SQLite

SQLite is the first native backend. It is implemented in Rust with sqlx and exposed to Python as the db+sqlite fsspec protocol.

Construction

import fsspec

fs = fsspec.filesystem("db+sqlite", database="app.db")

database can be a filesystem path, :memory:, or a SQLite URL such as sqlite:///tmp/app.db.

You can also construct the class directly:

from fsspec_db import SQLiteDatabaseFileSystem

fs = SQLiteDatabaseFileSystem(database="app.db")

Reading Metadata

fs.ls("/", detail=False)
fs.ls("/main", detail=False)
fs.info("/main/users")
fs.info("/main/users/columns/id")

The backend introspects:

  • schemas from PRAGMA database_list;

  • tables and views from sqlite_master;

  • columns from PRAGMA table_info;

  • indexes from PRAGMA index_list and PRAGMA index_info;

  • primary keys and foreign keys from PRAGMA table_info and PRAGMA foreign_key_list.

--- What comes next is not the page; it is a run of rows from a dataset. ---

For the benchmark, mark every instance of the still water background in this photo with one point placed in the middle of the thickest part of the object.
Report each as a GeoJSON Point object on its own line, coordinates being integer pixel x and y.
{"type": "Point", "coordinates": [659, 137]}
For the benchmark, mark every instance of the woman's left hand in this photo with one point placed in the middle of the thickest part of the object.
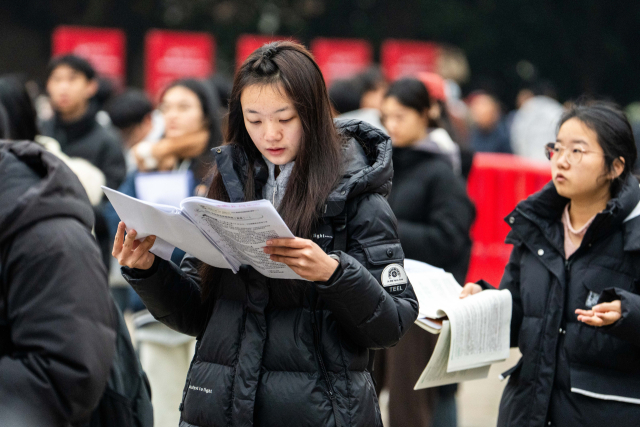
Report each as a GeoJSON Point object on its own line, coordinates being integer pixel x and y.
{"type": "Point", "coordinates": [303, 256]}
{"type": "Point", "coordinates": [602, 314]}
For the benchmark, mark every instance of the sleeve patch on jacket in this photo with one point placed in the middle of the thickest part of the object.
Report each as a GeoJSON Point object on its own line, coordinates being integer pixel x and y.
{"type": "Point", "coordinates": [394, 279]}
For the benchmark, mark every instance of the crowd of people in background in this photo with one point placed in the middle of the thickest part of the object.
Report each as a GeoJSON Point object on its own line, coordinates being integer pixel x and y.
{"type": "Point", "coordinates": [118, 138]}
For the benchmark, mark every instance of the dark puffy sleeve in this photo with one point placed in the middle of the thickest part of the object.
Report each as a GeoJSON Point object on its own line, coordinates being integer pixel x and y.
{"type": "Point", "coordinates": [171, 293]}
{"type": "Point", "coordinates": [62, 326]}
{"type": "Point", "coordinates": [628, 327]}
{"type": "Point", "coordinates": [511, 281]}
{"type": "Point", "coordinates": [369, 315]}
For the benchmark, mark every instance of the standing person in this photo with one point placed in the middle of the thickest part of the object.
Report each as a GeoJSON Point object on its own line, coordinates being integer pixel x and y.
{"type": "Point", "coordinates": [191, 128]}
{"type": "Point", "coordinates": [57, 321]}
{"type": "Point", "coordinates": [573, 274]}
{"type": "Point", "coordinates": [71, 84]}
{"type": "Point", "coordinates": [489, 132]}
{"type": "Point", "coordinates": [280, 352]}
{"type": "Point", "coordinates": [434, 218]}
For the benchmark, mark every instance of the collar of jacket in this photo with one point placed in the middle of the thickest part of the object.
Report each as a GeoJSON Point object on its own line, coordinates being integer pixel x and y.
{"type": "Point", "coordinates": [36, 185]}
{"type": "Point", "coordinates": [367, 166]}
{"type": "Point", "coordinates": [542, 211]}
{"type": "Point", "coordinates": [79, 128]}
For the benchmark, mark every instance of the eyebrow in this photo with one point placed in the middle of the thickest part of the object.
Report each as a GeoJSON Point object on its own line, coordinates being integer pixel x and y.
{"type": "Point", "coordinates": [277, 111]}
{"type": "Point", "coordinates": [575, 141]}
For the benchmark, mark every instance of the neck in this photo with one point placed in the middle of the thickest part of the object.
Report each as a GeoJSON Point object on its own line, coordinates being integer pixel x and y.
{"type": "Point", "coordinates": [75, 115]}
{"type": "Point", "coordinates": [582, 210]}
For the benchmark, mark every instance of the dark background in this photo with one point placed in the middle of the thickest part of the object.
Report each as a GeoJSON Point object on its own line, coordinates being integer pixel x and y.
{"type": "Point", "coordinates": [581, 46]}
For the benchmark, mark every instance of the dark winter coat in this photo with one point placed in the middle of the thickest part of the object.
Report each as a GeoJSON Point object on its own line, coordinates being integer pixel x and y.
{"type": "Point", "coordinates": [89, 140]}
{"type": "Point", "coordinates": [570, 373]}
{"type": "Point", "coordinates": [266, 352]}
{"type": "Point", "coordinates": [58, 338]}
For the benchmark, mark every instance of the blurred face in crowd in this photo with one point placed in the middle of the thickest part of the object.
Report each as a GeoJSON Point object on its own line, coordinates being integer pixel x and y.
{"type": "Point", "coordinates": [405, 125]}
{"type": "Point", "coordinates": [70, 91]}
{"type": "Point", "coordinates": [272, 122]}
{"type": "Point", "coordinates": [485, 112]}
{"type": "Point", "coordinates": [374, 98]}
{"type": "Point", "coordinates": [578, 165]}
{"type": "Point", "coordinates": [182, 112]}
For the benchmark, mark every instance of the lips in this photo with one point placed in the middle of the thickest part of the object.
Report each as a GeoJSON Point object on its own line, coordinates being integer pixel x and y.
{"type": "Point", "coordinates": [275, 151]}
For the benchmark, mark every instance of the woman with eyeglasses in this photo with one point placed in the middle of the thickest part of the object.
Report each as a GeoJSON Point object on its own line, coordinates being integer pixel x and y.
{"type": "Point", "coordinates": [574, 274]}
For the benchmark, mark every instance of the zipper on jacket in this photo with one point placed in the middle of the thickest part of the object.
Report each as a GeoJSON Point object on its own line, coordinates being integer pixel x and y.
{"type": "Point", "coordinates": [316, 338]}
{"type": "Point", "coordinates": [332, 393]}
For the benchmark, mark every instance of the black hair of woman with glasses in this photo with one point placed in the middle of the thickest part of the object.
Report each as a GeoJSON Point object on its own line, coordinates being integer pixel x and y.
{"type": "Point", "coordinates": [574, 274]}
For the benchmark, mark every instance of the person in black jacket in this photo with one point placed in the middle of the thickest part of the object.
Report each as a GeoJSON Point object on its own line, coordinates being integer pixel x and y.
{"type": "Point", "coordinates": [574, 275]}
{"type": "Point", "coordinates": [434, 218]}
{"type": "Point", "coordinates": [57, 320]}
{"type": "Point", "coordinates": [288, 352]}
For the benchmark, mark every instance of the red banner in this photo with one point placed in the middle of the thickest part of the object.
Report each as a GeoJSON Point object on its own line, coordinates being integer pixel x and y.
{"type": "Point", "coordinates": [247, 43]}
{"type": "Point", "coordinates": [104, 48]}
{"type": "Point", "coordinates": [341, 58]}
{"type": "Point", "coordinates": [407, 57]}
{"type": "Point", "coordinates": [171, 55]}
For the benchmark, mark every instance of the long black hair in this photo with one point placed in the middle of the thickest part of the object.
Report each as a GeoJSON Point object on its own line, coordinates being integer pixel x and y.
{"type": "Point", "coordinates": [288, 67]}
{"type": "Point", "coordinates": [614, 132]}
{"type": "Point", "coordinates": [210, 104]}
{"type": "Point", "coordinates": [20, 112]}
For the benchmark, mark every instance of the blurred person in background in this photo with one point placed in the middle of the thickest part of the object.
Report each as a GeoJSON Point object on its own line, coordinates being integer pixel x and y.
{"type": "Point", "coordinates": [489, 132]}
{"type": "Point", "coordinates": [72, 84]}
{"type": "Point", "coordinates": [360, 97]}
{"type": "Point", "coordinates": [57, 321]}
{"type": "Point", "coordinates": [534, 123]}
{"type": "Point", "coordinates": [434, 217]}
{"type": "Point", "coordinates": [187, 140]}
{"type": "Point", "coordinates": [133, 114]}
{"type": "Point", "coordinates": [573, 274]}
{"type": "Point", "coordinates": [190, 112]}
{"type": "Point", "coordinates": [23, 125]}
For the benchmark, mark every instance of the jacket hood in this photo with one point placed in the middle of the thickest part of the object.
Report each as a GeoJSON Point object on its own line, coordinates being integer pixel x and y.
{"type": "Point", "coordinates": [545, 208]}
{"type": "Point", "coordinates": [36, 185]}
{"type": "Point", "coordinates": [367, 164]}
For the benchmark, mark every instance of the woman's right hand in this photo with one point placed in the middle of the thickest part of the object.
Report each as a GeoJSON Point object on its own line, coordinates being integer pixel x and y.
{"type": "Point", "coordinates": [131, 253]}
{"type": "Point", "coordinates": [470, 289]}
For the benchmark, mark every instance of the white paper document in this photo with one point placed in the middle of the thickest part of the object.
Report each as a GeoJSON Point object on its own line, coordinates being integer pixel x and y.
{"type": "Point", "coordinates": [224, 235]}
{"type": "Point", "coordinates": [474, 332]}
{"type": "Point", "coordinates": [435, 374]}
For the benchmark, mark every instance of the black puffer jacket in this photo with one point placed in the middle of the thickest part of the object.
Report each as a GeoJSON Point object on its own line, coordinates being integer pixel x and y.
{"type": "Point", "coordinates": [264, 352]}
{"type": "Point", "coordinates": [57, 319]}
{"type": "Point", "coordinates": [572, 374]}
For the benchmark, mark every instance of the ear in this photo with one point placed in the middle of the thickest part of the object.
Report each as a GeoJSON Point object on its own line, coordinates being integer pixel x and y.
{"type": "Point", "coordinates": [92, 88]}
{"type": "Point", "coordinates": [617, 167]}
{"type": "Point", "coordinates": [435, 112]}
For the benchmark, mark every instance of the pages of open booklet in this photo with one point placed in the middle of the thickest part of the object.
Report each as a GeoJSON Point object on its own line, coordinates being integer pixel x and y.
{"type": "Point", "coordinates": [224, 235]}
{"type": "Point", "coordinates": [436, 374]}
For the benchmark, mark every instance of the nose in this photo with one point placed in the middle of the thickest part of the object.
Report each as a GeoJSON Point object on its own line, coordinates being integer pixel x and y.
{"type": "Point", "coordinates": [272, 131]}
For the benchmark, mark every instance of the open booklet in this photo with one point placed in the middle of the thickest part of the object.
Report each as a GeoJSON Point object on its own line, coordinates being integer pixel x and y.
{"type": "Point", "coordinates": [474, 332]}
{"type": "Point", "coordinates": [224, 235]}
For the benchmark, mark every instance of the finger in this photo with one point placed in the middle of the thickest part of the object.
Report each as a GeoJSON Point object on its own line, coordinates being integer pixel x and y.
{"type": "Point", "coordinates": [289, 243]}
{"type": "Point", "coordinates": [607, 306]}
{"type": "Point", "coordinates": [129, 239]}
{"type": "Point", "coordinates": [291, 262]}
{"type": "Point", "coordinates": [283, 251]}
{"type": "Point", "coordinates": [584, 312]}
{"type": "Point", "coordinates": [117, 241]}
{"type": "Point", "coordinates": [590, 320]}
{"type": "Point", "coordinates": [609, 317]}
{"type": "Point", "coordinates": [143, 248]}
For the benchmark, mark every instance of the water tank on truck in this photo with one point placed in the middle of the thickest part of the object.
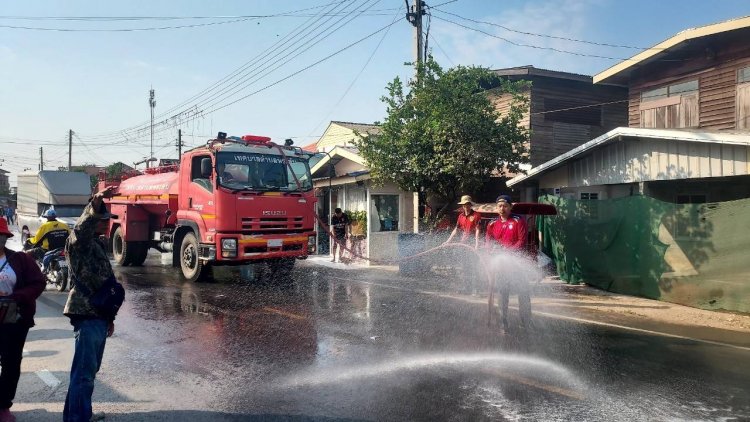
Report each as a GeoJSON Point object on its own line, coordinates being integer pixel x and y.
{"type": "Point", "coordinates": [146, 204]}
{"type": "Point", "coordinates": [233, 201]}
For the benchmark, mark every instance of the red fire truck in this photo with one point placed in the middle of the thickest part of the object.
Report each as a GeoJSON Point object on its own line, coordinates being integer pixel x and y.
{"type": "Point", "coordinates": [233, 201]}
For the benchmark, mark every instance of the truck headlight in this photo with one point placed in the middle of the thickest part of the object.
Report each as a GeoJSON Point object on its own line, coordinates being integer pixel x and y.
{"type": "Point", "coordinates": [228, 248]}
{"type": "Point", "coordinates": [311, 244]}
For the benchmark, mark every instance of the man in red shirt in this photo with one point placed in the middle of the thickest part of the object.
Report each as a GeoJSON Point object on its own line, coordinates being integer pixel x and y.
{"type": "Point", "coordinates": [468, 226]}
{"type": "Point", "coordinates": [508, 232]}
{"type": "Point", "coordinates": [468, 223]}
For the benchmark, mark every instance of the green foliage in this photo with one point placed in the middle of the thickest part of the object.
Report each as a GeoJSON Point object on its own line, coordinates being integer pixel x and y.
{"type": "Point", "coordinates": [444, 136]}
{"type": "Point", "coordinates": [115, 170]}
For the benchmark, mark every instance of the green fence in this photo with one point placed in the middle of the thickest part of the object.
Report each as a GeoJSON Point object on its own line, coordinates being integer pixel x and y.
{"type": "Point", "coordinates": [692, 254]}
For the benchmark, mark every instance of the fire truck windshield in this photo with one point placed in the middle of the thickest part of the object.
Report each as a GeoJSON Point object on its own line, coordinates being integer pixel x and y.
{"type": "Point", "coordinates": [262, 172]}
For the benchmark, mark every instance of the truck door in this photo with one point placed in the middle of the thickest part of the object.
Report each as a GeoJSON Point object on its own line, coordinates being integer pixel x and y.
{"type": "Point", "coordinates": [200, 196]}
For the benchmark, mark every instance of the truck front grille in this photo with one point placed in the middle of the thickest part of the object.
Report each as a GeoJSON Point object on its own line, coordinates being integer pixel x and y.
{"type": "Point", "coordinates": [260, 225]}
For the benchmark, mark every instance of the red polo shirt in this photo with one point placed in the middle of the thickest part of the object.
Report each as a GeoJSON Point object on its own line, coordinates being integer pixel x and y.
{"type": "Point", "coordinates": [468, 225]}
{"type": "Point", "coordinates": [510, 234]}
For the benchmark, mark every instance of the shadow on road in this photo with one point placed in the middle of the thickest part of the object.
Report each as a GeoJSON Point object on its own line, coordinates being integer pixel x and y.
{"type": "Point", "coordinates": [183, 415]}
{"type": "Point", "coordinates": [49, 334]}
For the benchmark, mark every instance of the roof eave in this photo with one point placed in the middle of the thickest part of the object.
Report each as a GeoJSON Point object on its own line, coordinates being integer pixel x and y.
{"type": "Point", "coordinates": [608, 75]}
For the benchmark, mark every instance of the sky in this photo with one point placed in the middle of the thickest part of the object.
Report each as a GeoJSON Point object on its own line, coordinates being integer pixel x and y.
{"type": "Point", "coordinates": [279, 69]}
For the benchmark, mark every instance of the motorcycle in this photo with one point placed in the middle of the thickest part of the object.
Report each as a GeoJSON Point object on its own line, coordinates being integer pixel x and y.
{"type": "Point", "coordinates": [56, 272]}
{"type": "Point", "coordinates": [57, 269]}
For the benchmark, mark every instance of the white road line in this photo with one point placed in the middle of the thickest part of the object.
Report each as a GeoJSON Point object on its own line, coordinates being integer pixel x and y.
{"type": "Point", "coordinates": [48, 378]}
{"type": "Point", "coordinates": [558, 316]}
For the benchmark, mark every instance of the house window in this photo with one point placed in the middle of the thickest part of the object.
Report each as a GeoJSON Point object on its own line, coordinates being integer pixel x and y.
{"type": "Point", "coordinates": [743, 98]}
{"type": "Point", "coordinates": [572, 112]}
{"type": "Point", "coordinates": [691, 199]}
{"type": "Point", "coordinates": [589, 195]}
{"type": "Point", "coordinates": [384, 213]}
{"type": "Point", "coordinates": [590, 208]}
{"type": "Point", "coordinates": [673, 106]}
{"type": "Point", "coordinates": [743, 75]}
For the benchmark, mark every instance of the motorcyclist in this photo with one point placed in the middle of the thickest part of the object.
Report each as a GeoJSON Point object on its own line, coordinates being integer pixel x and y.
{"type": "Point", "coordinates": [50, 236]}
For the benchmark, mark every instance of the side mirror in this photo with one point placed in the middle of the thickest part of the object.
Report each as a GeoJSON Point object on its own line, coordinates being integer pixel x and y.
{"type": "Point", "coordinates": [206, 168]}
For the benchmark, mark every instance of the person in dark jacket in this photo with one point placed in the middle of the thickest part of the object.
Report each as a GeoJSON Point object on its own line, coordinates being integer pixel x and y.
{"type": "Point", "coordinates": [89, 266]}
{"type": "Point", "coordinates": [22, 282]}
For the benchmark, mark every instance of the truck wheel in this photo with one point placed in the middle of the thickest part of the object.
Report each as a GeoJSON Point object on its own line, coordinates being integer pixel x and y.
{"type": "Point", "coordinates": [193, 269]}
{"type": "Point", "coordinates": [139, 253]}
{"type": "Point", "coordinates": [121, 249]}
{"type": "Point", "coordinates": [281, 270]}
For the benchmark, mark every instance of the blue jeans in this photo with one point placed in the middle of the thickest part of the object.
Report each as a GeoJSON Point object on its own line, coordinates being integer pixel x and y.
{"type": "Point", "coordinates": [91, 336]}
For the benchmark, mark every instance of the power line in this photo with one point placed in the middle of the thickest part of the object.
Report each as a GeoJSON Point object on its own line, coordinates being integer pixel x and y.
{"type": "Point", "coordinates": [534, 34]}
{"type": "Point", "coordinates": [441, 49]}
{"type": "Point", "coordinates": [579, 107]}
{"type": "Point", "coordinates": [300, 32]}
{"type": "Point", "coordinates": [227, 20]}
{"type": "Point", "coordinates": [138, 18]}
{"type": "Point", "coordinates": [369, 59]}
{"type": "Point", "coordinates": [297, 72]}
{"type": "Point", "coordinates": [215, 98]}
{"type": "Point", "coordinates": [518, 44]}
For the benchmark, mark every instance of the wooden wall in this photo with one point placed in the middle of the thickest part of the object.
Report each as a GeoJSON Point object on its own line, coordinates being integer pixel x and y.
{"type": "Point", "coordinates": [717, 78]}
{"type": "Point", "coordinates": [550, 137]}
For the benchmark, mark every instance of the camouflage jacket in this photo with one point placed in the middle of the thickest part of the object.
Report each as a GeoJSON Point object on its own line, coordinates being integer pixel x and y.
{"type": "Point", "coordinates": [88, 263]}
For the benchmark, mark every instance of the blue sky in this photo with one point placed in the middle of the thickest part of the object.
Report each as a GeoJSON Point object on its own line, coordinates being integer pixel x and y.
{"type": "Point", "coordinates": [96, 83]}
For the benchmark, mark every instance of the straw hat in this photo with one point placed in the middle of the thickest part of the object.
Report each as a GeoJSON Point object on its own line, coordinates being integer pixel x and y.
{"type": "Point", "coordinates": [466, 199]}
{"type": "Point", "coordinates": [503, 198]}
{"type": "Point", "coordinates": [4, 228]}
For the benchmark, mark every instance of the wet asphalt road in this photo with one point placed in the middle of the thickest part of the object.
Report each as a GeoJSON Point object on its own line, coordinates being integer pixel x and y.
{"type": "Point", "coordinates": [342, 345]}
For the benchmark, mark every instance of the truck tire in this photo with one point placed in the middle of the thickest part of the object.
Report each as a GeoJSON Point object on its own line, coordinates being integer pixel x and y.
{"type": "Point", "coordinates": [193, 269]}
{"type": "Point", "coordinates": [281, 270]}
{"type": "Point", "coordinates": [139, 253]}
{"type": "Point", "coordinates": [120, 248]}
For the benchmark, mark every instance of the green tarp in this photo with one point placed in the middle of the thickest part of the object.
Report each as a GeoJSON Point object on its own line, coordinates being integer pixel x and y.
{"type": "Point", "coordinates": [692, 254]}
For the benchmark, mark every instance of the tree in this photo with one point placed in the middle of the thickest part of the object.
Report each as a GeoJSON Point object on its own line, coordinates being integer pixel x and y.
{"type": "Point", "coordinates": [445, 136]}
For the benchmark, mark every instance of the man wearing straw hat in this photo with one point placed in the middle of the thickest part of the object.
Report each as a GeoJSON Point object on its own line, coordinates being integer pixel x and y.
{"type": "Point", "coordinates": [468, 225]}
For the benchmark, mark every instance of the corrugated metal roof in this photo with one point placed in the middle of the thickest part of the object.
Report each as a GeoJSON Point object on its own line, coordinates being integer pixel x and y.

Relation lookups check only the requested relation and count rows only for that relation. Schema listings do not count every table.

Reading Data

import pyarrow.ipc as ipc

with ipc.open_stream(fs.cat_file("/main/users.arrow")) as reader:
    table = reader.read_all()

table = fs.query("SELECT id, name FROM users WHERE id > ?", [0])

The native path releases the Python GIL while SQLite I/O is running.

Writing Arrow IPC

Warning

Overwrite writes replace the table contents. open(path, "wb"), default pipe_file, and default put_file delete existing rows inside the write transaction before inserting the incoming rows. Use "ab" or mode="append" to preserve existing rows.

import pyarrow as pa
import pyarrow.ipc as ipc

table = pa.table({"name": ["ada"], "score": [1.0]})
sink = pa.BufferOutputStream()
with ipc.new_stream(sink, table.schema) as writer:
    writer.write_table(table)

with fs.open("/main/users.arrow", "ab") as file:
    file.write(sink.getvalue().to_pybytes())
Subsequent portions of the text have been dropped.